Rakyat Aceh berkumpul di pelataran Masjid Raya
Baiturrahman
Dalam rangka menyambut Musabaqah Tilawatil
Qur’an Tingkat Nasional
ke-XII pada tanggal 7 s/d 14 Juni 1981 di Banda Aceh, Masjid Raya Baiturrahman diperindah dengan peralatan,
pemasangan klinkers di atas jalan-jalan dalam pekarangannya. Perbaikan dan
penambahan tempat wudu dari porselin dan pemasangan pintu krawang, lampu
chandelier, tulisan kaligrafi ayat-ayat Al-Qur’an dari bahan kuningan, bagian
kubah serta instalasi air mancur di dalam kolam halaman depan.

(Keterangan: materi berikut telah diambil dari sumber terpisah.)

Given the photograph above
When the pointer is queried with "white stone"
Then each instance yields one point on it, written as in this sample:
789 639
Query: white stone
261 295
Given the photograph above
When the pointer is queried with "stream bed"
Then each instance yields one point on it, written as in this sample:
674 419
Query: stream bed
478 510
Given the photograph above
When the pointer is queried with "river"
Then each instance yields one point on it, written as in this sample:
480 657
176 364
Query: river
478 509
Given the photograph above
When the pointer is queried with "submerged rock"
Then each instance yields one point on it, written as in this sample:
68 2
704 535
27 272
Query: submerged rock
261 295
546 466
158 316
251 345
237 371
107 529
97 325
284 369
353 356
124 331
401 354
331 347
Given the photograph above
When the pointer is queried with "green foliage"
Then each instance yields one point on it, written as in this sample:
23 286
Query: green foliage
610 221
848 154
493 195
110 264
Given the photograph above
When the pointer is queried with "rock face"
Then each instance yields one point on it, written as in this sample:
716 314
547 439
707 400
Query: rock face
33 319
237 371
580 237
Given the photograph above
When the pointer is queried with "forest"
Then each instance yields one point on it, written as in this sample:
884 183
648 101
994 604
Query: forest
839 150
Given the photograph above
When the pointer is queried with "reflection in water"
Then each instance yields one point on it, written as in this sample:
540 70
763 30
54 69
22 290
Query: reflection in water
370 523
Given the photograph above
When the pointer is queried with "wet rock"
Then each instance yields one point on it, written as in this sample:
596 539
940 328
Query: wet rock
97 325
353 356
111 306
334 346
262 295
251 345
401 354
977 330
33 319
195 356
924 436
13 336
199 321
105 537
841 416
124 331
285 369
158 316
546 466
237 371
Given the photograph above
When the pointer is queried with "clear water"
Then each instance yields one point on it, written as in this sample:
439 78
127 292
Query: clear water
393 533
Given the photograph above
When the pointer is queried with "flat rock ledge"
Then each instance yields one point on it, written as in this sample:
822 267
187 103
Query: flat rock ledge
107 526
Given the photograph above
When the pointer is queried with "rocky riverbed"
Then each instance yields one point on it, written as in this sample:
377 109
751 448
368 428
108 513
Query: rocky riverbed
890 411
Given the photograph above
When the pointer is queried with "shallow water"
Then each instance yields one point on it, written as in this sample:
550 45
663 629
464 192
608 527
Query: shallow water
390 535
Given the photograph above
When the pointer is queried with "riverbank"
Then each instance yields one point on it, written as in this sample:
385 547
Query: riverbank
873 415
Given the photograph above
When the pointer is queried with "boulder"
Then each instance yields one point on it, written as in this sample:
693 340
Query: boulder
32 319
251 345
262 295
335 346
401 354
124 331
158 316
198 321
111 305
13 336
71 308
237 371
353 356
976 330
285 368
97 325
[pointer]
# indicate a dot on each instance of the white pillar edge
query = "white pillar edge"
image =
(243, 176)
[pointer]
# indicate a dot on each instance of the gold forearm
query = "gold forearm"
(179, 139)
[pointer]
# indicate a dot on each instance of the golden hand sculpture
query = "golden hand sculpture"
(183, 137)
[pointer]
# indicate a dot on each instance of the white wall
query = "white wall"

Pada tahun 1991-1993, Masjid Raya Baiturrahman melaksanakan
perluasan kembali yang disponsori oleh Gubernur Dr. Ibrahim Hasan, yang
meliputi halaman depan dan belakang serta masjidnya itu sendiri. Bagian masjid
yang diperluas, meliputi bagian lantai masjid tempat Shalat, perpustakaan,
ruang tamu, ruang perkantoran, aula dan tempat wudu. Sedangkan perluasan
halaman meliputi, taman dan tempat parkir serta satu buah menara utama dan dua
buah minaret. Sehingga luas ruangan dalam Masjid menjadi 4.760 m2 berlantai
marmer buatan Italia, jenis secara dengan ukuran 60 × 120 cm dan dapat
menampug 9.000 jamaah
Dengan perluasan tersebut,
Masjid Raya Baiturrahman sekarang memiliki 7 kubah, 4 menara, dan 1 menara
induk. Dari masa ke masa masjid ini telah berkembang pesat baik ditinjau dari
segi arsitektur maupun kegiatan kemasyarakatan. Sesuai dengan perkembangan,
luas area Masjid Raya Baiturrahman ± 4 Ha, di dalamnya terdapat sebuah kolam,
menara induk dan bagian halaman lainya ditumbuhi rumput yang ditata dengan rapi
dan indah diselingi tanaman/pohon hias.
Saat bencana tsunami meluluh
lantakan Tanah Rencong Aceh pada tanggal 26 Desember 2004 lalu, Masjid Raya Baiturrahman
masih tetap berdiri dengan megahnya, ombak tsunami yang mulai membasahi Bumi
Aceh sungguh tak mampu menghancurkan rumah Allah ini. Pada saat itu Masjid Raya
Baiturrahman menjadi tempat bagi rakyat Aceh berlindung juga sebagai tempat
evakuasi jenazah para korban tsunami yang bergelimpangan.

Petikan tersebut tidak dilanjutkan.